The list of the latest additions since the beginning of September is impressive. They are called CasMINI (see Molecular Cell), Cas7-11 (see Nature), OMEGAs (see Science), and come respectively from Stanford University (Stanley Qi Lab), MIT (McGovern Institute), and the Broad Institute (Zhang Lab). CasMINI is half the size of Cas9 and could be much easier to deliver. Cas7-11 is the Cas9 of RNA. OMEGAs are a new class of widespread RNA-guided enzymes, thought to be the ancestors of CRISPR.
The CRISPR Journal was right about expanding the CRISPR toolbox: the original success of the nimble Cas9 nuclease prompted the engineering of variants and the development of homologs, siblings and distant cousins for manipulation of genomes, transcriptomes, and epigenomes.
“The ongoing discovery of novel variants from microbial, even viral, genomic dark matter, and the sharpening of these molecular machines by mutagenesis, screening, and rational design” is giving rise to “a multitude of CRISPR-derived tools that have enhanced and democratized genome editing”.

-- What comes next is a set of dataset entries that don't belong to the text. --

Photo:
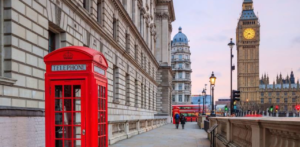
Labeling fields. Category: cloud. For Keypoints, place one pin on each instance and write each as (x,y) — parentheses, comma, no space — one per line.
(296,40)
(216,38)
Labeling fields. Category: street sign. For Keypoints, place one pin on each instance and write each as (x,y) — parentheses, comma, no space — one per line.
(212,128)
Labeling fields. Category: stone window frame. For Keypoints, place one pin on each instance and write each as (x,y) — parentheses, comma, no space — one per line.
(115,96)
(127,41)
(3,79)
(127,89)
(100,9)
(136,82)
(142,95)
(133,10)
(270,93)
(180,98)
(285,100)
(115,30)
(86,4)
(277,100)
(57,36)
(180,86)
(124,3)
(149,100)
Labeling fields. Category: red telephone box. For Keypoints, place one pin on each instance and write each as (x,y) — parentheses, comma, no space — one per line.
(175,111)
(76,98)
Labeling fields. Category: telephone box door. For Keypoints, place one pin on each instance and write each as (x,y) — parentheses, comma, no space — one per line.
(68,103)
(102,113)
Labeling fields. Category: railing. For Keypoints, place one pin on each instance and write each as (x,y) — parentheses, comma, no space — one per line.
(181,68)
(181,79)
(181,51)
(256,132)
(183,60)
(125,129)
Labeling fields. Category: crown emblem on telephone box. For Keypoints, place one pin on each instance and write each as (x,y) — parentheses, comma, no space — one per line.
(68,55)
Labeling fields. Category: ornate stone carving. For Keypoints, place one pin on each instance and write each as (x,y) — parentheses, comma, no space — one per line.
(162,15)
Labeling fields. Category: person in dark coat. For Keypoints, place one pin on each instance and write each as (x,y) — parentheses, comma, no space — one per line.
(182,120)
(177,120)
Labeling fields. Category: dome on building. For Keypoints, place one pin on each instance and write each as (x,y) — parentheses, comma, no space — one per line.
(180,37)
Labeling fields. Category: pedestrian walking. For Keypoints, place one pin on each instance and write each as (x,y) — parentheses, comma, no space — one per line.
(183,120)
(177,120)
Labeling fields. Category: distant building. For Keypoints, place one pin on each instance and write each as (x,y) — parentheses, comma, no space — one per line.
(285,92)
(181,65)
(195,99)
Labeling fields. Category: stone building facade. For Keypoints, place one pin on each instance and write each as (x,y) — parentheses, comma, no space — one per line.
(130,33)
(285,93)
(181,65)
(248,40)
(259,94)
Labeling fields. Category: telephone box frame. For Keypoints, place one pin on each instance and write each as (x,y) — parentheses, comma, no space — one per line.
(77,63)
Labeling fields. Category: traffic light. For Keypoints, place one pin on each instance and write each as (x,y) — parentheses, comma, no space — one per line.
(298,107)
(236,95)
(271,108)
(235,98)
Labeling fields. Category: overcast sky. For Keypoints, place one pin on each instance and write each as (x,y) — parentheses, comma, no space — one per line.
(209,25)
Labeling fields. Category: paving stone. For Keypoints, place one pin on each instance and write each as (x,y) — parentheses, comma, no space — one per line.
(169,136)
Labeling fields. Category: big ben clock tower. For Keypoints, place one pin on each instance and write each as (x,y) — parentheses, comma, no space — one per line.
(248,38)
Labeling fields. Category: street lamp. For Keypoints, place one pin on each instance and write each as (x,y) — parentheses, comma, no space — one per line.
(199,106)
(231,45)
(212,82)
(204,96)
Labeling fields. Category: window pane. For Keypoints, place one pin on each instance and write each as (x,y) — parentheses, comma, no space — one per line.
(77,91)
(67,91)
(58,118)
(68,143)
(58,132)
(58,143)
(67,131)
(67,118)
(58,91)
(67,104)
(77,143)
(77,104)
(77,118)
(77,132)
(58,105)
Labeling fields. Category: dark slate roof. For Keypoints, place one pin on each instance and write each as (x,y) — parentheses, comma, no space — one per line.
(248,15)
(277,86)
(248,1)
(180,37)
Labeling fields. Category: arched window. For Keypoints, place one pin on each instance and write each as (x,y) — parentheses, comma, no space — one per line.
(99,11)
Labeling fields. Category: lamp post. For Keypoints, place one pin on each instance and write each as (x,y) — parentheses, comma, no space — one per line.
(231,44)
(212,82)
(199,106)
(204,96)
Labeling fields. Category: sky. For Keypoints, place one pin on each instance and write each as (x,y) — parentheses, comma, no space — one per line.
(209,25)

Let me just add that according to an analysis published in Nature Biotechnology there are almost a thousand CRISPR patents in the ‘technical improvements’ category (45% of the whole cake of CRISPR patents). It is too bad that Europe is falling behind in this category, with the US still a leader for CRISPR improvements (479 patents compiled in this category) and China as the second-largest depositor (over 300 patents).